SpokestackAdapter spokestackAdapter = new SpokestackAdapter() {
        @Override
        public void onEvent(@NotNull SpeechContext.Event event, @NotNull SpeechContext context) {
            Log.d(TAG, "Event: " + event.name());
            if (event.name().equals(SpeechContext.Event.ACTIVATE.name())) {
                for (WakeWordListener listener : listeners) {
                    listener.onWakeWordDetected();
                }
            }
            super.onEvent(event, context);
        }

        @Override
        public void onError(@NotNull Throwable err) {
            Log.d(TAG, "onError:" + err.getMessage());
            super.onError(err);
        }

        @Override
        public void onTrace(@NotNull EventTracer.Level level, @NotNull String message) {
            Log.d(TAG, message);
            super.onTrace(level, message);
        }
    };

public class TFWakeWordEmptyASR implements PipelineProfile {
    @Override
    public SpeechPipeline.Builder apply(SpeechPipeline.Builder builder) {
        List<String> stages = new ArrayList<>();
        stages.add("io.spokestack.spokestack.webrtc.AutomaticGainControl");
        stages.add("io.spokestack.spokestack.webrtc.AcousticNoiseSuppressor");
        stages.add("io.spokestack.spokestack.webrtc.VoiceActivityDetector");
        stages.add("io.spokestack.spokestack.wakeword.WakewordTrigger");
        stages.add(EmptySpeechRecognizer.class.getCanonicalName());

        return builder
                .setInputClass("io.spokestack.spokestack.android.PreASRMicrophoneInput")
                .setProperty("ans-policy", "aggressive")
                .setProperty("vad-mode", "very-aggressive")
                .setProperty("vad-fall-delay", 800)
                .setProperty("wake-threshold", 0.9)
                .setProperty("pre-emphasis", 0.97)
                .setStageClasses(stages);
    }
}

public class EmptySpeechRecognizer implements SpeechProcessor {
    private boolean active = false;

    public EmptySpeechRecognizer(SpeechConfig speechConfig) throws Exception {

    }

    @Override
    public void process(SpeechContext context, ByteBuffer frame) throws Exception {
        if (this.active) {
            context.setActive(false);
        }
        this.active = context.isActive();
    }

    @Override
    public void reset() throws Exception {

    }

    @Override
    public void close() throws Exception {

    }

    boolean isActive() {
        return this.active;
    }
}

Update: I’ve tested it with the Spokestack wake model, and it seems to be working just fine.
Which means that my model might be the problem, but I’ve tested the model on the web platform and I get good accuracy results on it.

Hi @Sandor!

Thanks for the detail you’ve provided here. One other thing that would be helpful is to note the wake word model’s confidence. This would be delivered in a TRACE event containing the text wake: <confidence> and would help us tell whether the model is almost firing, or if it’s not even close. Logging only event.name() in your SpokestackAdapter subclass is masking this info.
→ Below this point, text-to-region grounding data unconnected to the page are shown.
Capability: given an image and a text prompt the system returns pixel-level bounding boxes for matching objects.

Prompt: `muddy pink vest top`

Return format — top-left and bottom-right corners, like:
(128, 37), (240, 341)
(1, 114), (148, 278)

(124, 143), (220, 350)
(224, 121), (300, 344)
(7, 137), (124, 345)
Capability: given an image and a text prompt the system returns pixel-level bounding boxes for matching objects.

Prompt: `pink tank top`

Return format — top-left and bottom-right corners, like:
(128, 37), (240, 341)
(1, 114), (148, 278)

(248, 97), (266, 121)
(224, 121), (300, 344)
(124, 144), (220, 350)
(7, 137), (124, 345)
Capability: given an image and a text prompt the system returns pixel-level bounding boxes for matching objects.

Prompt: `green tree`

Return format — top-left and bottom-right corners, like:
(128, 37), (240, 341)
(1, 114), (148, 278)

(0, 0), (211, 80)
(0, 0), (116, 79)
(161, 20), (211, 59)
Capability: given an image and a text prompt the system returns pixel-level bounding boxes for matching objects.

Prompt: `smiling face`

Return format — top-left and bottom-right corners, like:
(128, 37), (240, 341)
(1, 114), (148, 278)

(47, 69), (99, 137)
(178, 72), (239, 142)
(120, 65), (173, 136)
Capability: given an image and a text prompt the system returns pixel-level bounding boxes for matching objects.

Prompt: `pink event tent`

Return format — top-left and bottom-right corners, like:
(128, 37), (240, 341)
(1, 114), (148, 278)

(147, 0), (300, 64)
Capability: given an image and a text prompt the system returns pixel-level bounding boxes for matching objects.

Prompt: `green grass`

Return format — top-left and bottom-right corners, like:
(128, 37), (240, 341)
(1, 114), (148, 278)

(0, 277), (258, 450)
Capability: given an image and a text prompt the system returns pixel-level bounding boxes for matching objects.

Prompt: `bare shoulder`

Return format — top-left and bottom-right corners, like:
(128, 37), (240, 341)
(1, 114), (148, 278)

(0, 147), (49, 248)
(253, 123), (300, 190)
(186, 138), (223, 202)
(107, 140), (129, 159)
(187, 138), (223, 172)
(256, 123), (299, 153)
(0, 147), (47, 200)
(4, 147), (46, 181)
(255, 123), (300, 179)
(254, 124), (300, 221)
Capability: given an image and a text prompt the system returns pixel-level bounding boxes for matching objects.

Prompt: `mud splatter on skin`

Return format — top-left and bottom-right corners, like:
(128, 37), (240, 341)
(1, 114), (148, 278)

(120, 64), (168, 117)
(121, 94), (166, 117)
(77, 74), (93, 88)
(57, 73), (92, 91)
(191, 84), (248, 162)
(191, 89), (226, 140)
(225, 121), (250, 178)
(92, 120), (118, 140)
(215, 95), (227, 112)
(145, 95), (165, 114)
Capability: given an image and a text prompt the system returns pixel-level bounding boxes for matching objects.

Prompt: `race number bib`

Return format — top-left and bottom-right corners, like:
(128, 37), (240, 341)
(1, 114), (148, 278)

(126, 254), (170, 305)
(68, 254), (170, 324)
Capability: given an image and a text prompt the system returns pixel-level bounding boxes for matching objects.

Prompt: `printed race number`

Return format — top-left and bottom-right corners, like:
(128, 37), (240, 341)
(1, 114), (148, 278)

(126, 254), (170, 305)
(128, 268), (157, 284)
The default confidence threshold (the wake-threshold configuration property) of 0.9 might be a little aggressive. If the confidence when you say your wake word is generally below that, but still comfortably above the typical confidence for words that aren’t your wake word, feel free to lower that threshold.

One more note: The other pipeline stages (AutomaticGainControl, AcousticNoiseSuppressor) and the pre-emphasis property were tuned for the Spokestack wake word. If your wake word is working well on the site, you might try removing all additional stages/properties in your Android pipeline profile and adding them back one at a time to see if one of them is throwing off recognition on your phone.

As for background noise being detected as the wake word (what we call a “false positive”), it does happen from time to time with just about any model, including Amazon/Google’s. If it happens very frequently, it might be that your chosen word/phrase is acoustically similar to some other common sounds. Choosing a good wake word can be a bit of an art. It can be good to have one or more sounds that phonologists refer to as “stops”—in English, these tend to show up in consonants like p, b, t, d, k, and g. There are 4 of these in “Spokestack”, 3 in “OK, Google”, and 1 in “Alexa”.

Hope this helps; let us know if you still have trouble after trying it out!
Josh

1 Like

Hello, I’ve solved the problem by simply borrowing some high quality microphone and an interface for that microphone to reduce the background.
It works pretty well now, with 10 samples of my voice, some false alarms, but gathering more data, I hope it will build more accuracy.

Thanks for the update! If your original recording had background noise and was on a laptop mic, that could definitely contribute to a difference in performance between the browser and mobile versions.

While I’m here: we just released version 11.5.0 of the Android library which TFWakewordEmptyASR as a built-in profile, so you can get rid of some custom code here if you’re interested.